RetirementInternal Revenue ServiceLos Angeles Times

The suicide pilot who flew a small plane into an Austin, Tex., office building apparently left behind a multi-page manifesto ranting about his troubles with the government and the Internal Revenue Service, complaining that "I have just had enough."

The pilot, identified by authorities as Joseph Andrew Stack, a software engineer who lived in a north Austin neighborhood, raged about U.S. tax policies, the health care system and even his business failings and tax problems in Los Angeles in the late 1980s and early 1990s.

"I am finally ready to stop this insanity," Stack wrote in a posting at the website thesmokinggun.com. "Well, Mr. Big Brother IRS man, let's try something different; take my pound of flesh and sleep well."

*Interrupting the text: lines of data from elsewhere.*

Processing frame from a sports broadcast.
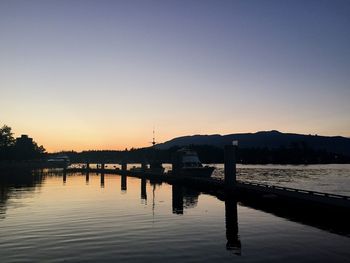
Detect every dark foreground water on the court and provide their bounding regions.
[0,168,350,262]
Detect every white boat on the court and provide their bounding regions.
[172,148,215,177]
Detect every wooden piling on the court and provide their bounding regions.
[224,144,237,187]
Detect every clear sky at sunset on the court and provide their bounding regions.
[0,0,350,151]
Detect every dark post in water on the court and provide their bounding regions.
[224,141,238,186]
[122,162,127,171]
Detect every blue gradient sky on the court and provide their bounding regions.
[0,0,350,151]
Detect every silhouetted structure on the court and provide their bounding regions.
[172,184,184,215]
[141,178,147,200]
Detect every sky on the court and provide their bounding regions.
[0,0,350,152]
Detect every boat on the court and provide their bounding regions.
[46,155,70,168]
[172,148,215,178]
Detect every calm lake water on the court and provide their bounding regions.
[0,165,350,262]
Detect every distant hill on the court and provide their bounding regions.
[156,131,350,156]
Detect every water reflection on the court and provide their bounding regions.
[225,197,242,256]
[85,172,90,185]
[172,184,200,215]
[0,169,44,219]
[100,173,105,188]
[62,172,67,184]
[121,175,127,193]
[0,170,344,262]
[141,178,147,201]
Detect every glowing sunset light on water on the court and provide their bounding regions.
[0,1,350,151]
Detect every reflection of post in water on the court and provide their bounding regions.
[172,184,184,215]
[121,175,126,192]
[225,197,241,256]
[100,173,105,188]
[141,177,147,200]
[85,172,90,184]
[63,171,67,184]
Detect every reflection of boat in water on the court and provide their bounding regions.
[172,149,215,177]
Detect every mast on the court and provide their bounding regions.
[152,127,156,147]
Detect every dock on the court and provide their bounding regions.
[64,145,350,236]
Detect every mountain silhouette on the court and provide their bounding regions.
[156,130,350,156]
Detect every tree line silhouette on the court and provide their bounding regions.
[0,125,46,161]
[54,142,350,164]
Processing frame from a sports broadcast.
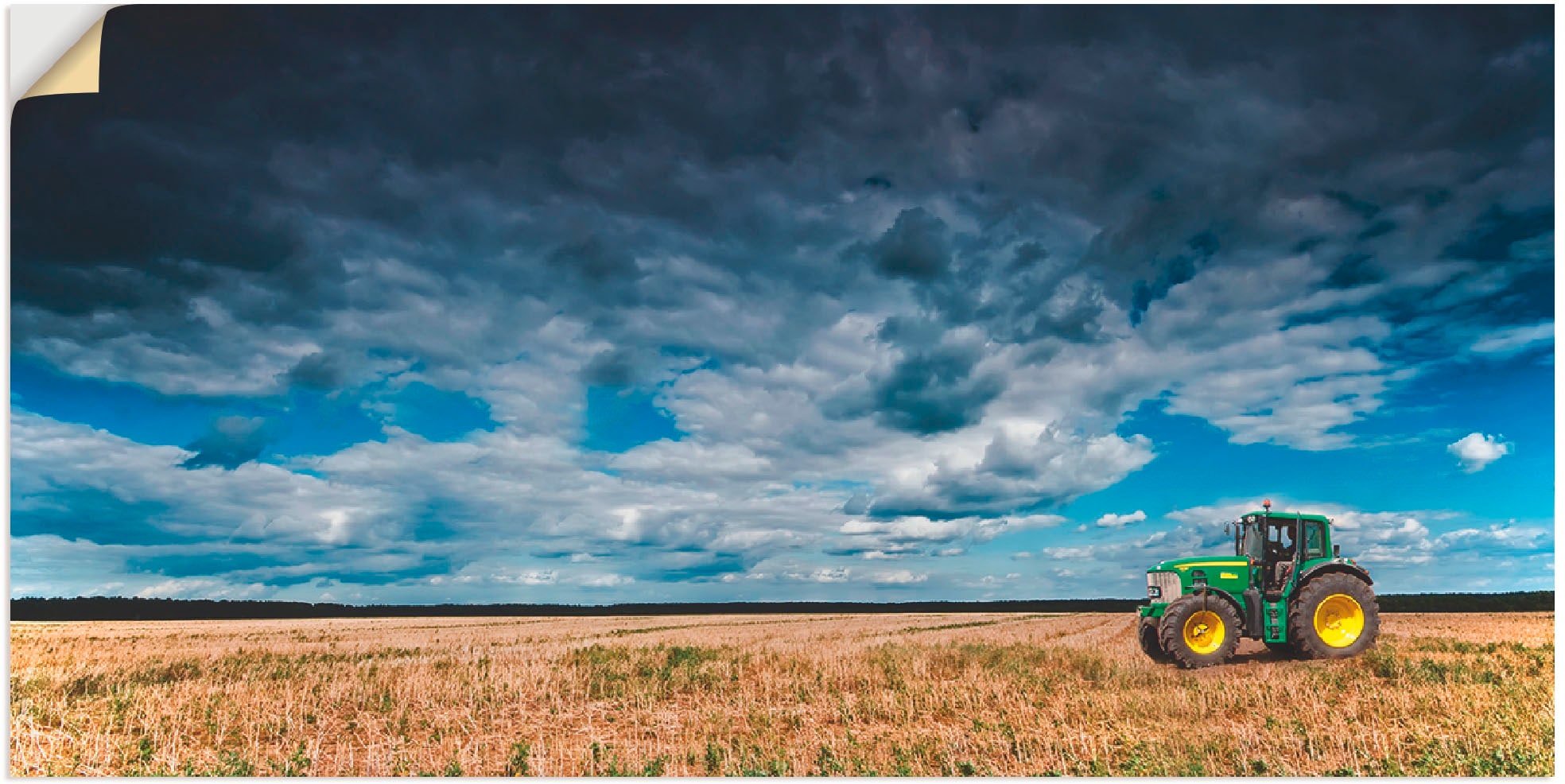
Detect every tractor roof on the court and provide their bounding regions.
[1245,509,1332,524]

According to federal law enforcement authorities in Washington, Stack started a fire at his home, then flew the small Piper aircraft into the Echelon 1 building in northwest Austin, which houses a large IRS contingent. Next door was another building where the FBI maintains a resident agents office.

Stack wrote that he began the blog "many months ago," triggered by his realization that "there isn't enough therapy in the world that can fix what is really broken." He called his missive a "rant,'' and said, "desperate times call for desperate measures."

He went on to complain about "a handful of thugs and plunderers,'' and mentioned auto executives, the American medical system and drug and insurance companies.

Although much of what he said was difficult to follow and incoherent, he talked about losing more than $40,000 over ten years, which ''set my retirement plans back to O." He went to engineering school, apparently in Harrisburg, Pa., where "I was living on peanut butter and bread (or Ritz crackers when I could afford to splurge." He said he once considered supplementing his diet with cat food.

But his main beef came in the late 1980s and early 1990s. He said he spent "$5,000 of my pocket change and at least 1,000 hours of my time'' complaining to Washington and state officials. "I spent countless hours on the L.A. freeways driving to meetings,'' he wrote, though he was unclear what he meant.

Finally, he said, it was "bye to California. I'll try Austin for a while." But he said he could not make it in Texas either, and "to survive, I was forced to cannibalize my savings and retirement, the last of which was a small IRA" retirement account.

"So we come to the present…'' he wrote. "…In a government full of hypocrites from top to bottom, life is as cheap as their lies and their self-serving laws." He added, "I have had all I can stand."

The posting was signed: Joe Stack (1956-2010) and dated on Feb. 18.